I have returned to the post-processing world with interest in more efficiently adjusting RAW files. A few days ago, I began with Nik's Capture NX 2, which featured control points to specify region-specific adjustments. Although unique, its unconventionality was outweighed by its lagging performance and rudimentary user interface.

To continue the search for an appropriate workflow application, I tested Lightroom 3 from Adobe. Lightroom is best described as an offshoot from Photoshop CS that offers specific features useful to photographers. I ignored the first two versions of this application simply due to my previously low image workflow. Now I am looking for an interface in which to scroll through images and simultaneously tune RAW adjustment sliders, and Lightroom does just that. The process begins on an import, either directly from the camera or from an existing folder. Pictures can be viewed in the Library mode, in an array of different manners making it easier to compare, flag, and select the best image from a set. Next, in Develop mode, images appearing on the filmstrip can be scrolled through for continuous editing with sliders on the right and adjustment history on the left. The last three export modes, of Slideshow, Print and Web, have thus far stayed unused, but enhance its apparent usability.
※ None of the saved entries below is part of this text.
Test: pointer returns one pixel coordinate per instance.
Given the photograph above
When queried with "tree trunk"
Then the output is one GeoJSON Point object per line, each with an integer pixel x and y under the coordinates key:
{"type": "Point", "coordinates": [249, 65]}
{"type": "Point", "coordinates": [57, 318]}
Lightroom's benefits are also paired with some downsides and annoyances. Yesterday I had issues importing photos into the application. I am still unsure why the file handling was finicky and decided to throw an error. Once imported into Lightroom, images need only to be edited within the application. Photos deleted outside of Lightroom are still registered and represented by a question mark over the thumbnail, and require deleting once more to keep it current with the actual directory. The only other point to consider is the aesthetics. Alike other Adobe products, Lightroom's interface is built on text icons as opposed to image icons. My obsession with aesthetics may be too superficial, since this reduction in icon size may increase productivity and functionality of Lightroom.

I plan to utilize Lightroom for now until I find something even better, if such an application does exist. There is only a mild learning curve making it easy to adjust to the software after one day. Overall, its intuitive shortcuts and smooth interface allow for an efficient post-processing experience.